İtalyan Fiat otomotiv tekeli ile Koç Holding’in ortaklığında yapılacağı söylenen “yerli otomobil” olayının tüm “perde arkası” da bu kadardır. Bunun ötesi, işbirlikçi-tekelci burjuvazinin egemenliğindeki oligarşik yönetimin “hükümet biçimi”nin “
sömürge tipi faşizm” olduğu gerçeğidir.
Dipnotlar
[1*] İlker Akman yoldaşın “Mevcut Durum ve Devrimci Taktiğimiz” (1976) yazısında AKP’nin kökenini oluşturan MSP (Milli Selamet Partisi) şöyle tanımlanmaktadır: “Sınıfsal olarak, CHP’nin dayandığı sınıfsal tabana, yani orta ve küçük sermaye kesimlerine dayanır.
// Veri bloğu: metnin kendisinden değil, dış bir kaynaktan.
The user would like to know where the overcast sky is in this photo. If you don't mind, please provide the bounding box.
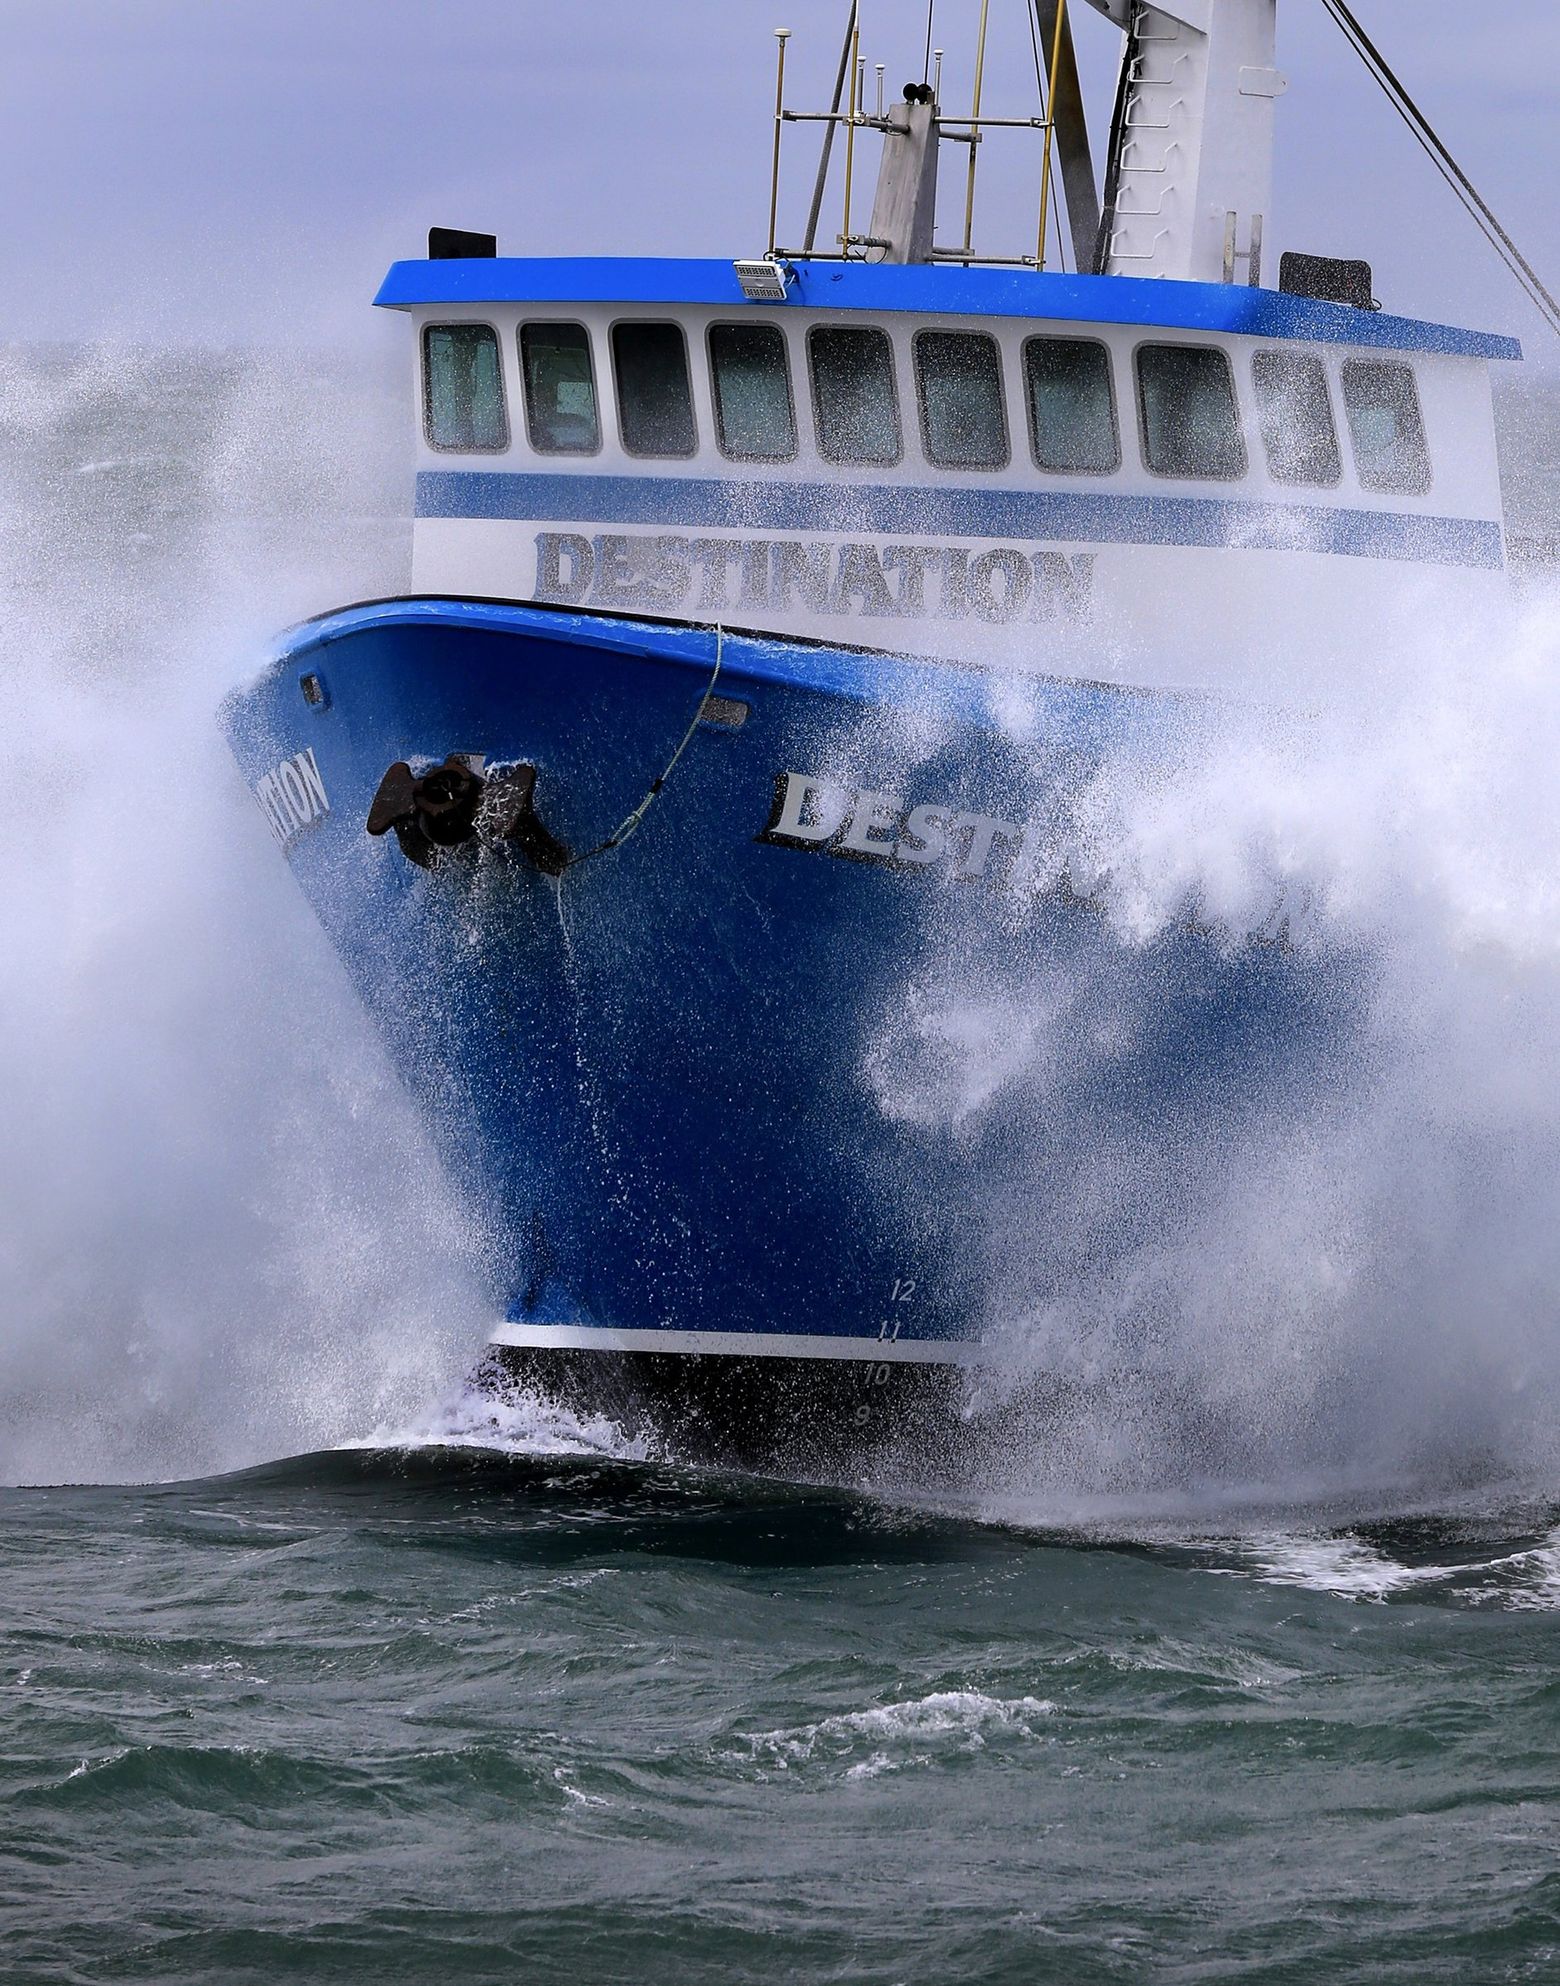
[3,1,1557,364]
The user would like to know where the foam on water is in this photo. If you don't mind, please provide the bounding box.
[730,1690,1058,1782]
[862,563,1560,1511]
[342,1382,650,1462]
[1226,1533,1459,1601]
[1214,1521,1560,1610]
[0,346,491,1486]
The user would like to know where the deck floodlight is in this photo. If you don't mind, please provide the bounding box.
[733,258,793,302]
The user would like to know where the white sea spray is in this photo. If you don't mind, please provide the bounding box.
[0,345,489,1485]
[864,555,1560,1502]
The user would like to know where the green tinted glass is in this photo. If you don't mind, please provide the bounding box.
[1025,338,1119,475]
[916,331,1007,469]
[422,324,507,452]
[1253,350,1341,486]
[520,322,599,454]
[1341,360,1431,493]
[612,322,697,457]
[1136,344,1246,481]
[709,323,796,461]
[809,326,901,466]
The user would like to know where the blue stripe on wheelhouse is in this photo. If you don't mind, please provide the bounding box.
[415,470,1505,570]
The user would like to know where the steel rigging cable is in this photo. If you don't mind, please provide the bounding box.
[1320,0,1560,337]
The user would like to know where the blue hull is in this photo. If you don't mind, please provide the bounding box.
[224,599,1342,1451]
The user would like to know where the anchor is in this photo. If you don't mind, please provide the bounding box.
[366,755,570,875]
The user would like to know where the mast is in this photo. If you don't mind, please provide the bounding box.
[1081,0,1285,283]
[1035,0,1101,271]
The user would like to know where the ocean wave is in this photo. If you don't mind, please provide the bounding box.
[339,1384,650,1463]
[1217,1523,1560,1610]
[728,1689,1057,1780]
[1061,1636,1303,1691]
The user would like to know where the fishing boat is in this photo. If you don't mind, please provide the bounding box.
[223,0,1541,1475]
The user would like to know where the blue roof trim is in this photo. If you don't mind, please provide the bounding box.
[415,468,1506,571]
[374,256,1522,362]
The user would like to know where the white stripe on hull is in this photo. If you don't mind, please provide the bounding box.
[488,1321,984,1365]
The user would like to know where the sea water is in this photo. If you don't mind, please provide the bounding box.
[1,347,1557,1983]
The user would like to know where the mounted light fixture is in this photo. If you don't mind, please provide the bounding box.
[733,257,793,301]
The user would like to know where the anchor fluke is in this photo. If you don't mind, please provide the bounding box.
[477,763,572,877]
[365,760,418,838]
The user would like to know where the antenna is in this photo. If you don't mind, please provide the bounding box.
[767,27,791,257]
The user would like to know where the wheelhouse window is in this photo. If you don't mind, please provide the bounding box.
[1024,336,1119,474]
[808,325,902,465]
[914,330,1008,470]
[611,321,697,457]
[422,324,507,452]
[1252,350,1341,486]
[520,321,599,454]
[1341,360,1431,493]
[1136,343,1246,480]
[708,322,796,461]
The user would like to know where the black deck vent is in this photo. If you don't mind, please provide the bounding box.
[1279,252,1376,310]
[428,227,497,260]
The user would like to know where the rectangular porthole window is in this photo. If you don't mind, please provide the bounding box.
[1252,350,1341,486]
[708,322,797,461]
[519,322,599,454]
[611,322,697,458]
[1341,359,1431,493]
[422,324,508,452]
[914,330,1008,470]
[808,325,902,465]
[1136,343,1246,481]
[1023,336,1119,475]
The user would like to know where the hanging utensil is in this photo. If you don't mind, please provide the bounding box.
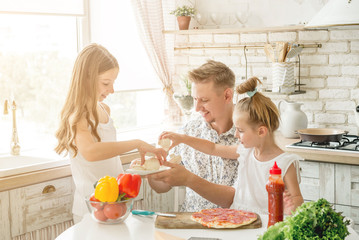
[275,42,284,62]
[286,44,303,61]
[132,210,177,217]
[278,42,288,62]
[264,43,275,62]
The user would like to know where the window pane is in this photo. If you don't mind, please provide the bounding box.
[104,90,165,131]
[90,0,165,132]
[0,14,78,154]
[90,0,162,91]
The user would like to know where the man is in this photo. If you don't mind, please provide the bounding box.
[148,60,239,212]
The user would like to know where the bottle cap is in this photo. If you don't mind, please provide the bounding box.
[269,161,281,175]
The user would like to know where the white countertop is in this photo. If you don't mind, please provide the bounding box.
[0,150,69,178]
[56,213,359,240]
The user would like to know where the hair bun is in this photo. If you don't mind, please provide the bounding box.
[236,77,261,95]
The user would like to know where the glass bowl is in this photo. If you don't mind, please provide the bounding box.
[85,197,134,224]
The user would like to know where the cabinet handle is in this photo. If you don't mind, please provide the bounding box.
[300,167,302,172]
[42,185,56,194]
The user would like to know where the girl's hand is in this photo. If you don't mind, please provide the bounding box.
[159,131,185,151]
[137,141,167,165]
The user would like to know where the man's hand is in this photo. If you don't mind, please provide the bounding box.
[149,161,192,187]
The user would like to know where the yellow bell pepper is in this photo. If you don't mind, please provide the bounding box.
[94,176,119,202]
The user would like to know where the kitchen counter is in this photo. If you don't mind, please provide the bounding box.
[275,133,359,165]
[56,213,359,240]
[2,133,359,192]
[0,151,140,192]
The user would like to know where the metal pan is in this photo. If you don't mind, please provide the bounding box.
[297,128,347,143]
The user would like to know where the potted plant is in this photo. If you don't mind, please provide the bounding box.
[170,5,196,30]
[173,75,194,116]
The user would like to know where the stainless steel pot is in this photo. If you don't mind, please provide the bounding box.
[297,128,348,143]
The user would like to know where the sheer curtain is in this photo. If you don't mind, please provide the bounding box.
[131,0,181,123]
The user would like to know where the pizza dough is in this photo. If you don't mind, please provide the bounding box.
[191,208,257,229]
[130,157,160,171]
[158,138,171,151]
[143,157,160,170]
[168,154,181,164]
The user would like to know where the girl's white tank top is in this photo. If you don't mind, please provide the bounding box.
[70,103,124,217]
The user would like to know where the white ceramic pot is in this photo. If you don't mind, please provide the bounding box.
[278,100,308,138]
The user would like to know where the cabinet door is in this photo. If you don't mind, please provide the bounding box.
[134,178,175,212]
[10,177,74,237]
[123,163,176,212]
[336,164,359,207]
[299,160,335,203]
[0,191,11,240]
[299,161,320,201]
[334,204,359,234]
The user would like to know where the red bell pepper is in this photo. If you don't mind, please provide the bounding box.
[116,173,142,198]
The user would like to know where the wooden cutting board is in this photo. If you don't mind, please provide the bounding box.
[155,212,262,229]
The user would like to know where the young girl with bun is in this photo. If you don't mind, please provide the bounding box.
[157,76,303,214]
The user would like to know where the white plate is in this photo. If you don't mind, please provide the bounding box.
[125,166,170,176]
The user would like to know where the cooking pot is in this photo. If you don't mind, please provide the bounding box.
[296,128,348,143]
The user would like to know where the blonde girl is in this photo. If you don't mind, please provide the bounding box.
[156,77,303,215]
[55,43,166,222]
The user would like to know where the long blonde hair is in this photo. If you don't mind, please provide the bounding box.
[234,77,280,133]
[55,43,119,156]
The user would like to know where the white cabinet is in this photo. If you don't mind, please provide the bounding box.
[299,160,359,232]
[299,161,335,203]
[8,177,74,239]
[122,163,176,212]
[335,164,359,207]
[335,164,359,233]
[0,191,11,240]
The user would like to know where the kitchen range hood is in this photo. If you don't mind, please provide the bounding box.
[306,0,359,28]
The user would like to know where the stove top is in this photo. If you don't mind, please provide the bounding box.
[286,134,359,154]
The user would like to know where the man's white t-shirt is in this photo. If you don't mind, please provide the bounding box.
[230,144,302,214]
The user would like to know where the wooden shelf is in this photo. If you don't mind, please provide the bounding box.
[163,25,307,34]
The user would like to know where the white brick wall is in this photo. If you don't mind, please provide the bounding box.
[301,101,323,111]
[310,66,340,76]
[301,78,325,89]
[325,101,356,111]
[327,77,358,88]
[298,31,329,41]
[329,53,359,65]
[240,33,267,43]
[213,34,240,44]
[317,42,348,53]
[319,89,350,99]
[173,28,359,131]
[300,55,328,65]
[330,30,359,40]
[342,66,359,75]
[351,41,359,51]
[315,113,345,124]
[189,34,213,43]
[268,32,297,42]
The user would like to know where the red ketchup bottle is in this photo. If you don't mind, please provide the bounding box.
[266,161,285,228]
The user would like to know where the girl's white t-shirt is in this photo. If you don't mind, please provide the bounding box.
[230,144,302,214]
[70,108,124,217]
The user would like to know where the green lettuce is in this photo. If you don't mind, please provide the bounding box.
[258,198,350,240]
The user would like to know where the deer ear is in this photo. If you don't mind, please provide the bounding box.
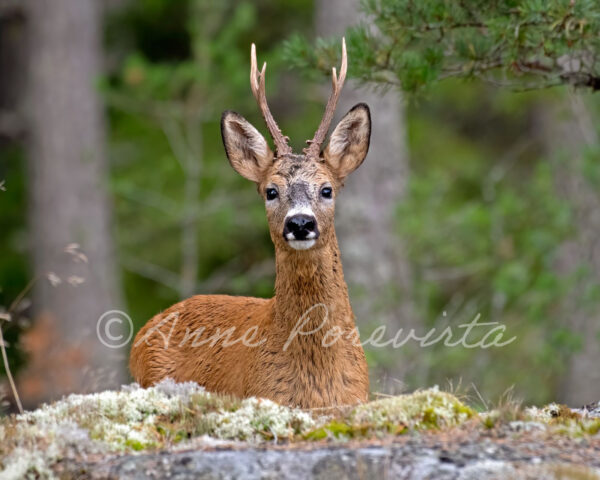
[221,111,274,182]
[323,103,371,181]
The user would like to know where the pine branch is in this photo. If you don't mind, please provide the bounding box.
[283,0,600,94]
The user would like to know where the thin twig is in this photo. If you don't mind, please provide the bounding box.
[371,391,395,398]
[0,325,23,414]
[0,276,40,414]
[8,276,38,314]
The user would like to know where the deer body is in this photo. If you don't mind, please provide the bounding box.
[130,40,371,408]
[130,234,368,407]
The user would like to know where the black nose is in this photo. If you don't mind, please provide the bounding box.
[284,214,319,241]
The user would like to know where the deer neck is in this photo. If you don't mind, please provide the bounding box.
[272,232,353,339]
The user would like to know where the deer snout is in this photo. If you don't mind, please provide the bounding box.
[283,214,319,242]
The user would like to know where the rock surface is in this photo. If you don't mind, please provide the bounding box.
[60,432,600,480]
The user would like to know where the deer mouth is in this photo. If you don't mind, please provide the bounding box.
[287,239,317,250]
[284,227,319,250]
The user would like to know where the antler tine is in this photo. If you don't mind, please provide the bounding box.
[303,37,348,158]
[250,44,292,156]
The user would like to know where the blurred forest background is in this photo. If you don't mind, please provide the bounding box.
[1,0,600,410]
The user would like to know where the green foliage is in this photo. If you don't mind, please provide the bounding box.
[284,0,600,93]
[0,146,28,376]
[397,82,596,403]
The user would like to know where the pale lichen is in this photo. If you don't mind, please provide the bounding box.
[522,402,600,437]
[524,403,562,422]
[0,379,316,478]
[204,397,315,441]
[0,447,55,480]
[15,380,203,452]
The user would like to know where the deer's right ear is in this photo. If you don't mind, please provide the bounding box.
[221,111,274,182]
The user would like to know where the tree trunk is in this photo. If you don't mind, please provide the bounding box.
[0,1,26,140]
[20,0,125,405]
[534,95,600,406]
[315,0,420,393]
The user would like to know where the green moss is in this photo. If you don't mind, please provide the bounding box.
[300,387,474,442]
[481,411,499,429]
[304,421,357,440]
[552,418,600,438]
[349,387,476,431]
[125,438,152,451]
[583,420,600,436]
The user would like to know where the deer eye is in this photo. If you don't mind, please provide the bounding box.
[320,187,333,199]
[266,188,279,201]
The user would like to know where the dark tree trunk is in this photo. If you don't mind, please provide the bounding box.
[0,1,26,140]
[20,0,125,404]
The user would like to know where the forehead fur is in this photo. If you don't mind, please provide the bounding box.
[263,155,332,188]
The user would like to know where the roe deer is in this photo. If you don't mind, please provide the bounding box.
[130,39,371,408]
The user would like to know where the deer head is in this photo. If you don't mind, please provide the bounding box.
[221,39,371,252]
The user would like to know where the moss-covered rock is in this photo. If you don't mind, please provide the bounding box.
[0,380,598,479]
[524,403,600,437]
[350,386,475,430]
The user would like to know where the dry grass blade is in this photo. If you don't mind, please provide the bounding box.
[0,324,23,414]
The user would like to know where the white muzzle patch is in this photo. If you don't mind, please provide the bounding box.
[288,239,317,250]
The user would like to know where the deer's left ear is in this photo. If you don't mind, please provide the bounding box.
[323,103,371,181]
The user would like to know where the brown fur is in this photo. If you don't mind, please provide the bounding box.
[130,104,372,409]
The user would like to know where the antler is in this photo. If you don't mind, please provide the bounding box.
[303,37,347,158]
[250,44,292,157]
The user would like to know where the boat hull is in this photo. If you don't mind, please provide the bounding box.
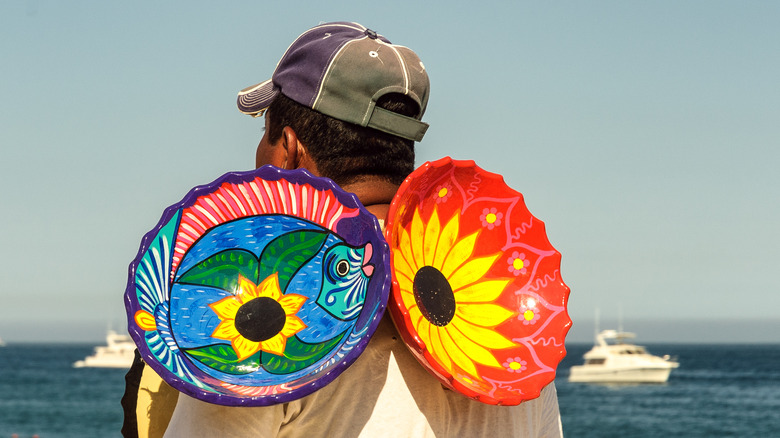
[73,356,134,369]
[569,366,674,383]
[73,330,136,369]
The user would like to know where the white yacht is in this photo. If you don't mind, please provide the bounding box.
[73,330,136,368]
[568,329,679,383]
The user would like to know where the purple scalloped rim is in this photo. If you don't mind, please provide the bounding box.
[123,165,391,406]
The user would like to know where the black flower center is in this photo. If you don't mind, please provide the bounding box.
[413,266,456,327]
[235,297,286,342]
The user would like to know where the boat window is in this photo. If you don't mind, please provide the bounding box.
[585,358,605,365]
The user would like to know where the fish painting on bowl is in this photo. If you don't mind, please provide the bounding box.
[124,166,390,406]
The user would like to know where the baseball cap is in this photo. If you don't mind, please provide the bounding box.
[238,21,429,142]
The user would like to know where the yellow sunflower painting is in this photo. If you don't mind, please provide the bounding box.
[209,273,307,361]
[392,206,517,378]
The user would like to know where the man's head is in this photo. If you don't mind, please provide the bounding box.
[237,21,430,186]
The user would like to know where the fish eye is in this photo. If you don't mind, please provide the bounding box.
[335,260,350,276]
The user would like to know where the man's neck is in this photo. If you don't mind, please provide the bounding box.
[340,177,400,222]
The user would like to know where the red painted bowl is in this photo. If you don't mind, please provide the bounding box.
[385,157,571,405]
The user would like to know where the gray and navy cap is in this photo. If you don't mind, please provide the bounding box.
[237,21,430,142]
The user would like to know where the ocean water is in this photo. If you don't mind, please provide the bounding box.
[0,344,126,437]
[557,343,780,437]
[0,343,778,437]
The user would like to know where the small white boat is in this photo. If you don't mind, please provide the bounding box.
[568,329,679,383]
[73,330,136,368]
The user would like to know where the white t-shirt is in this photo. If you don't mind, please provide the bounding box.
[164,314,563,438]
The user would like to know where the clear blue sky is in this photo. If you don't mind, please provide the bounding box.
[1,1,778,343]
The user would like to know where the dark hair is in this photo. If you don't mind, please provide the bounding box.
[266,93,420,186]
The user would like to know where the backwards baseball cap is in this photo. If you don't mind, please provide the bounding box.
[238,21,429,142]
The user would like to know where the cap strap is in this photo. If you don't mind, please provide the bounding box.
[367,106,429,142]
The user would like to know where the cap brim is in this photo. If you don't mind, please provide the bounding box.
[237,79,279,116]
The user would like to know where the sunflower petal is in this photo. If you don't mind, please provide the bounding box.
[396,272,417,308]
[451,315,516,349]
[281,315,306,338]
[445,325,502,368]
[423,206,441,268]
[457,303,515,327]
[447,253,500,291]
[393,247,416,283]
[257,272,282,300]
[236,275,259,299]
[417,319,432,350]
[209,296,242,319]
[440,231,479,278]
[211,318,240,341]
[429,326,453,373]
[410,208,426,267]
[260,334,287,356]
[233,335,261,361]
[278,293,307,314]
[438,326,477,375]
[433,212,460,270]
[398,226,419,271]
[408,304,423,328]
[455,279,512,302]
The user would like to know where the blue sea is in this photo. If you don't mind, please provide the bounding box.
[1,343,778,437]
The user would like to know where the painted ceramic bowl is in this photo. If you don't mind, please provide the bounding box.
[385,157,571,405]
[124,166,390,406]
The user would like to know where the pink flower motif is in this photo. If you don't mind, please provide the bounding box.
[519,305,540,325]
[507,251,530,276]
[479,207,503,230]
[433,183,453,204]
[502,357,527,373]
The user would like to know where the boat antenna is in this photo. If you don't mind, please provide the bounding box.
[618,304,624,333]
[594,307,600,338]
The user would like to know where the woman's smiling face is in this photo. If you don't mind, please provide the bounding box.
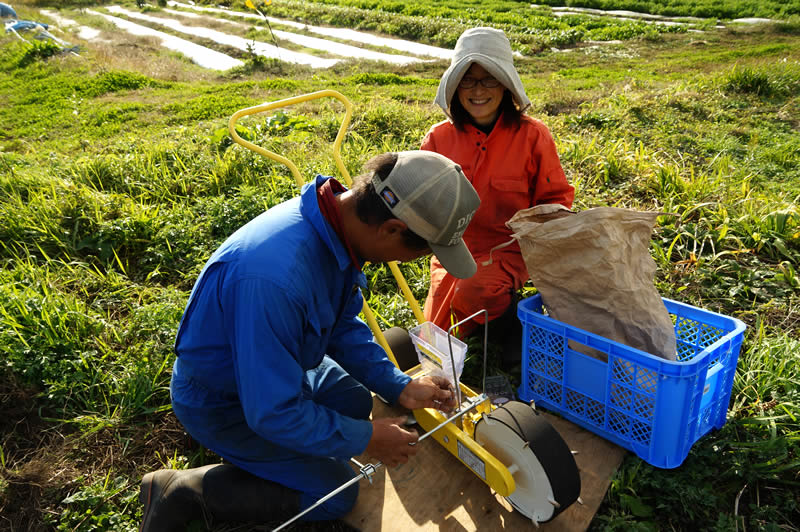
[456,63,506,127]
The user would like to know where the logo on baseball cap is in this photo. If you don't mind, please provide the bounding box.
[372,151,480,279]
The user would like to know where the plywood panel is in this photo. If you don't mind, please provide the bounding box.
[344,396,625,531]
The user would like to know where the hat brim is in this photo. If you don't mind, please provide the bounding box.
[430,239,477,279]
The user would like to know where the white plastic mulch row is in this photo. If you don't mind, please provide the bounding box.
[162,7,423,65]
[545,5,772,28]
[42,1,454,71]
[166,0,453,60]
[106,5,337,68]
[86,8,243,70]
[39,9,102,40]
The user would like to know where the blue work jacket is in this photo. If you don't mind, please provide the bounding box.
[172,175,411,459]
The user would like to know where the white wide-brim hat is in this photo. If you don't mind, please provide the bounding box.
[435,27,531,118]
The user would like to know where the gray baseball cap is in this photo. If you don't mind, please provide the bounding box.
[372,151,480,279]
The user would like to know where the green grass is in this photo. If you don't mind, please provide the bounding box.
[1,1,799,530]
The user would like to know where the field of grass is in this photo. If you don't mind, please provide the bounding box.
[1,0,799,530]
[189,0,800,53]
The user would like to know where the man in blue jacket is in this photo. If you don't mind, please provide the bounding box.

Anadolu esnaf zanaatkar sermayesi ile tüccar-tefeci sermayenin desteğini almıştır. Emperyalist-kapitalist üretim ilişkilerinin 12 Mart sonrası hükümetler dönemindeki hızlı ve hakimiyet sağlayıcı gelişmesine bir tepki olarak (daha önce aynı gerekçelerle ortaya çıkan ve 12 Mart döneminde kapatılan MNP’nin yerine) ortaya çıkmış ve AP’nin politik geri çekilişi ile birlikte, bir güç olmuştur. Anti-tekelci, anti-faizci tutumu aslında, tekellere ve faize karşı oluşundan değil, temsil ettiği orta sermaye kesimlerinin ekonomik olarak gelişmesini ve tekelleşmesini sağlamak için kendi politikasını sürdürmek istemesindendir. MSP aslında, ülkemizin iç dinamiği gereği ortaya çıkan ve ülkemizdeki emperyalist-kapitalist üretim ilişkileri ile filizlenen kapitalist unsurların tepkilerini bünyesinde toplamış bir partidir. Bu tepkiler, özünde oligarşiye karşı olan tepkilerdir. Ve politik bir silah olarak kullanılan ‘din’ ile birlikte, köylülüğün de sınıfsal desteğini almıştır. MSP’nin demokratikliği, gerek oligarşiye karşı muhalefet eden orta ve küçük sermaye kesimlerine politik sözcülük sağlamak, gerekse “din”i politik bir alet olarak kullanmak istemesindendir. Programına dikkat edilecek olursa, üretici güçleri hızlı bir şekilde geliştirmek istediği görülür.”